Entering the Grasslands (TCA #5)

After our second night staying near Waterton, we woke early to hit the road for a long day of driving. Melanie researched coffee shops en route to the nearby city of Lethbridge where we planned to have breakfast, and we indulged ourselves with mochas and a cinnamon bun at a quirky cafe. I had seen on Google that the city had an interesting-looking train bridge which crossed a valley in the otherwise flat surroundings, and we stopped at a picnic area here to enjoy the coffees and have our breakfast. In person, the bridge was immense, and the picnic area allowed us to be right underneath it. Impressively, it is actually the longest trestle bridge in the world – a neat sight to see for a mostly random stop on our drive.

We were surprised to come across a 200-strong herd of goats and their shepherd while stopping by the bridge. As a local contractor to the city, the shepherd and his dog were moving the goats through the grasslands around the base of the bridge to reduce invasive weeds. We had a short conversation with the shepherd and learned that the goats actually preferred the weed species over native plants, but they could also be used to trim down the grass in an area depending on how long the shepherd held them there. It was fascinating to see his control over his dog, and how responsive the dog was to his voice commands at moving or maintaining the position of the goat herd.

Our drive to the western side of Grasslands National Park became increasingly bumpy as we travelled over gradually deteriorating roads. Mel drove after our short lunch break at Medicine Hat, and we transitioned from the main highway through Alberta to the back roads in Saskatchewan. Our camping spot for the night was at the trailhead of the 70-Mile Butte track. Both the spot and our arrival time was perfect – we arrived just before golden hour and so light on the short four kilometre hike was spectacular.

On the hike we encountered a white-tailed jackrabbit and, with a big jump of surprise, a rattlesnake. We took some time looking at and photographing the rabbit, but not so much of the snake! The golden light from the setting sun really added a lot to the hike, and we spent a while savouring the view over different areas of the surrounding grasslands. Although the land appears to be flat all the way to the horizon, it actually has many small local elevation changes and can hide interesting features. One such feature we came across was a small grove of aspens, with their leaves making up a full palette of autumn colours. The contrast of the bright aspens with the golden grasses made the impact of these colours even greater. Perhaps a lingering effect of the wildfire smoke, the sun once again set above the horizon, fading to a dull red before disappearing altogether.

The namesake of 70-Mile Butte (pronounced as “beaut”, not “butt”, in case you were mistaken like me…) came from the location being 70 miles between two mounted police bases. I found it interesting to learn just how special the environment we hiked in actually is. From a distance, and to my untrained eye, the landscape seems virtually the same inside and outside the park boundaries. However, the land in the park is actually markedly different, in that it supports native grass and wildlife species that have otherwise been displaced by the huge agricultural lots that make up most of the rest of the province. The prairie grasslands can support a surprising amount of life, but there aren’t many places left where you can see them in their untainted state.
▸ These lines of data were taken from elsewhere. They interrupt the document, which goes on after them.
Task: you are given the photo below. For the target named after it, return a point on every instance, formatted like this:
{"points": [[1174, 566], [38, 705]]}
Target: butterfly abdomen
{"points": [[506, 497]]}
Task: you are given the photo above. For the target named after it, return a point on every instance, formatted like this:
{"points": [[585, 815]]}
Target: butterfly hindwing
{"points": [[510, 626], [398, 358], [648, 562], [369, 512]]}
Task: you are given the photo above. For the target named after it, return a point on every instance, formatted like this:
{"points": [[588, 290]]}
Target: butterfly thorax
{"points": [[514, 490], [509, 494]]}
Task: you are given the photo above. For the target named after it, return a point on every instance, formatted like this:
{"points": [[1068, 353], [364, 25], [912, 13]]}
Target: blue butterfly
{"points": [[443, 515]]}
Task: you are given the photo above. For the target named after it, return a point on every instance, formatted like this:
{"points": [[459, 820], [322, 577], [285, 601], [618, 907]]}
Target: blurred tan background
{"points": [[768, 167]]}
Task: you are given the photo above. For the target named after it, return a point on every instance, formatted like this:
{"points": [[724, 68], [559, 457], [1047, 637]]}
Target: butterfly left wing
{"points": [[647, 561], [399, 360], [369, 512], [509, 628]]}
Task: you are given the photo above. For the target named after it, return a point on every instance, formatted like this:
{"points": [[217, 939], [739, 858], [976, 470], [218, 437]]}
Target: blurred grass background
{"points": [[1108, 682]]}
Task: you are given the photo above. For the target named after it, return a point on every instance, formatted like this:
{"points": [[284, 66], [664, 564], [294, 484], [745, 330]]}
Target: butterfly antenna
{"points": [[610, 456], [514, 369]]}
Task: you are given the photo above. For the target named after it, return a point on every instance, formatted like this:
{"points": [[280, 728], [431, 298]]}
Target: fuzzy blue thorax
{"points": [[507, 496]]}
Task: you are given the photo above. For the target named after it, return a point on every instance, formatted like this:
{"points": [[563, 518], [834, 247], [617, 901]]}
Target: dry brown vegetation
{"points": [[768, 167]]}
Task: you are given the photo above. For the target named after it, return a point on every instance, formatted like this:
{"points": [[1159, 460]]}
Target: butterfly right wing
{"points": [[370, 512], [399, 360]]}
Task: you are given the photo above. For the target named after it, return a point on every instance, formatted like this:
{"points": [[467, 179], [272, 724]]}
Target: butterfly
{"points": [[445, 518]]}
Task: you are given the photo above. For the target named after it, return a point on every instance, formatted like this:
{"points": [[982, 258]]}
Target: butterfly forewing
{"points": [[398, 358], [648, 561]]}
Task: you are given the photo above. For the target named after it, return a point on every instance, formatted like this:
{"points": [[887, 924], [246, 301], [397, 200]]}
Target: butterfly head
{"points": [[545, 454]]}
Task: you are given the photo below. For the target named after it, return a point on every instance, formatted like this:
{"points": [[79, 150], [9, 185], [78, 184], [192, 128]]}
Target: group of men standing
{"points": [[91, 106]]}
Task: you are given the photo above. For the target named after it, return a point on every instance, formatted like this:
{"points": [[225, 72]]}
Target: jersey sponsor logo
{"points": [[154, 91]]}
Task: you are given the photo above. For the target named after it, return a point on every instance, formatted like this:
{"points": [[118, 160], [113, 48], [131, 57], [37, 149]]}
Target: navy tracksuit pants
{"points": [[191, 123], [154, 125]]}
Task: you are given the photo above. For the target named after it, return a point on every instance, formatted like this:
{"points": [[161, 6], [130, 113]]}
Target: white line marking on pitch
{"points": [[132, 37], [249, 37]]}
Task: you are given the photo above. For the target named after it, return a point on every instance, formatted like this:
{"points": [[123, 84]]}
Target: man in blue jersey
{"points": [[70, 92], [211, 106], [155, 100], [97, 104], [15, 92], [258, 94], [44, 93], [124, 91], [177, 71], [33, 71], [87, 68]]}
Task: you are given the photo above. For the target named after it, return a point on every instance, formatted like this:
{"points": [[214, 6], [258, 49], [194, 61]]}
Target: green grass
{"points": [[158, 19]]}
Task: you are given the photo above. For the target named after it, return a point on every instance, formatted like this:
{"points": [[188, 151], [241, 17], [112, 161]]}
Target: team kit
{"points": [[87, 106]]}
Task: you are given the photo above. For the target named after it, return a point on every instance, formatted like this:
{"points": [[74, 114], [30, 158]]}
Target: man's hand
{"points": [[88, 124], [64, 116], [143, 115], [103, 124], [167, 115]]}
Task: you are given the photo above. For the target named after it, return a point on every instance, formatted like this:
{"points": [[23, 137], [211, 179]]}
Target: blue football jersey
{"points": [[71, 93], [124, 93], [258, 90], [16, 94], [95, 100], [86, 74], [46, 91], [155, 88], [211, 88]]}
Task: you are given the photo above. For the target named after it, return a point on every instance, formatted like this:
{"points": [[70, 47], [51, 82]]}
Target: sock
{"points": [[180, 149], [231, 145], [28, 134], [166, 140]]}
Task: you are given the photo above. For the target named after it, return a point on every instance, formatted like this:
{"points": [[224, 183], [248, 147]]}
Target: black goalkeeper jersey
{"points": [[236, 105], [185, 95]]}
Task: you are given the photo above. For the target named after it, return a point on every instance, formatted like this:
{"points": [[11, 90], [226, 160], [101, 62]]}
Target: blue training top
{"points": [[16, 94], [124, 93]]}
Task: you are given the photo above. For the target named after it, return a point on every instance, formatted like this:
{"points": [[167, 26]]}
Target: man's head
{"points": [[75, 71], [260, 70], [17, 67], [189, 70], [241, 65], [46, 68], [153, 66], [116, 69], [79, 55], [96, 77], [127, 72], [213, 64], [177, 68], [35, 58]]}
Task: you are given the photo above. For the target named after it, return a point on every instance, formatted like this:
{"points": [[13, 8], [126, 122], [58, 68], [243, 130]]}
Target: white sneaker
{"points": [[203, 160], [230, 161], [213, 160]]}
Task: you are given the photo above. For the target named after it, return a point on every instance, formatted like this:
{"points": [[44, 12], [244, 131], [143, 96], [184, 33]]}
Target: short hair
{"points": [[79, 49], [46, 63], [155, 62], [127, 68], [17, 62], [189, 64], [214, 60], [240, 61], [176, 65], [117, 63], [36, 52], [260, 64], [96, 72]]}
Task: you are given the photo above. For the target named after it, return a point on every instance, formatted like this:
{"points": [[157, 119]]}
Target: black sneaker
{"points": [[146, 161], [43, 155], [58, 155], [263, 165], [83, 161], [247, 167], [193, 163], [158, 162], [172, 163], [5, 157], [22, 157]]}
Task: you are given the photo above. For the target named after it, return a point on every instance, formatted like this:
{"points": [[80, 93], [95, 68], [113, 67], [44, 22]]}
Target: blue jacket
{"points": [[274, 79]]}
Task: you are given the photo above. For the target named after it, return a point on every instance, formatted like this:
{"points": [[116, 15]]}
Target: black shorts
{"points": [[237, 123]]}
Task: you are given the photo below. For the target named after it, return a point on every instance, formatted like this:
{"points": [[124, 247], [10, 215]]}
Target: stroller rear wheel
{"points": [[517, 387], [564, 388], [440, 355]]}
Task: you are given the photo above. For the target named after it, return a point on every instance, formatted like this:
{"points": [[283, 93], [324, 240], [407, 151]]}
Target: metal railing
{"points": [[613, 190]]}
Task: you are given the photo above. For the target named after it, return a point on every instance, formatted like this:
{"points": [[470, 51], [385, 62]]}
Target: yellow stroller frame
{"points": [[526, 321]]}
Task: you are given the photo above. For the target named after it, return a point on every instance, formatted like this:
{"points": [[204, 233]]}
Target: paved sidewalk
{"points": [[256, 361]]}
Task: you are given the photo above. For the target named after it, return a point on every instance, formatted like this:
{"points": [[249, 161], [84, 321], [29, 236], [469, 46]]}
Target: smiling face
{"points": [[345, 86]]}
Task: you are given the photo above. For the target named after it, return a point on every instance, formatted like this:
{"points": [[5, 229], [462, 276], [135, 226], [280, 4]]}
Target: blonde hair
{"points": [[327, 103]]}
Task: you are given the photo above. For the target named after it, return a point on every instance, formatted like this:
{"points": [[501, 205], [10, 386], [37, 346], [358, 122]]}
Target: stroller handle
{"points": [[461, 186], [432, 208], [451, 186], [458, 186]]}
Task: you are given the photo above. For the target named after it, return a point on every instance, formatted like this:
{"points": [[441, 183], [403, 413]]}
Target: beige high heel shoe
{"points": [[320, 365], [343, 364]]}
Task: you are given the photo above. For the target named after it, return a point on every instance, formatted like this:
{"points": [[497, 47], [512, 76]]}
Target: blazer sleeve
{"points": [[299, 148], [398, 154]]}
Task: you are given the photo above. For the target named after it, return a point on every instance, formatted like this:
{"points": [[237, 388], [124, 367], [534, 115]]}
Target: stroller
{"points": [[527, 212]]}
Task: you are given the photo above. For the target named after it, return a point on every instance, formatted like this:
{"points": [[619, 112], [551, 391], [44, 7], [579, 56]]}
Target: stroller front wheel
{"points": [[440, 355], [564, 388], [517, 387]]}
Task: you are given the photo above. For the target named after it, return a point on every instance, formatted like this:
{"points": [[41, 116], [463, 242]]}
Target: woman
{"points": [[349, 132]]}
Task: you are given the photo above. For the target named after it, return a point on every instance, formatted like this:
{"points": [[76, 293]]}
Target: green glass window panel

We quickly made a meal and ate as the sun set, and brought out our headlamps to clean up. Mel went to bed while I stayed outside a little longer to practice some night photography. It turned out to be probably the clearest night on our whole trip, and the new moon meant lots of stars were visible. One of my favourite shots was with the archway and gate in the park fence, and it was a great evening to finish off a busy day.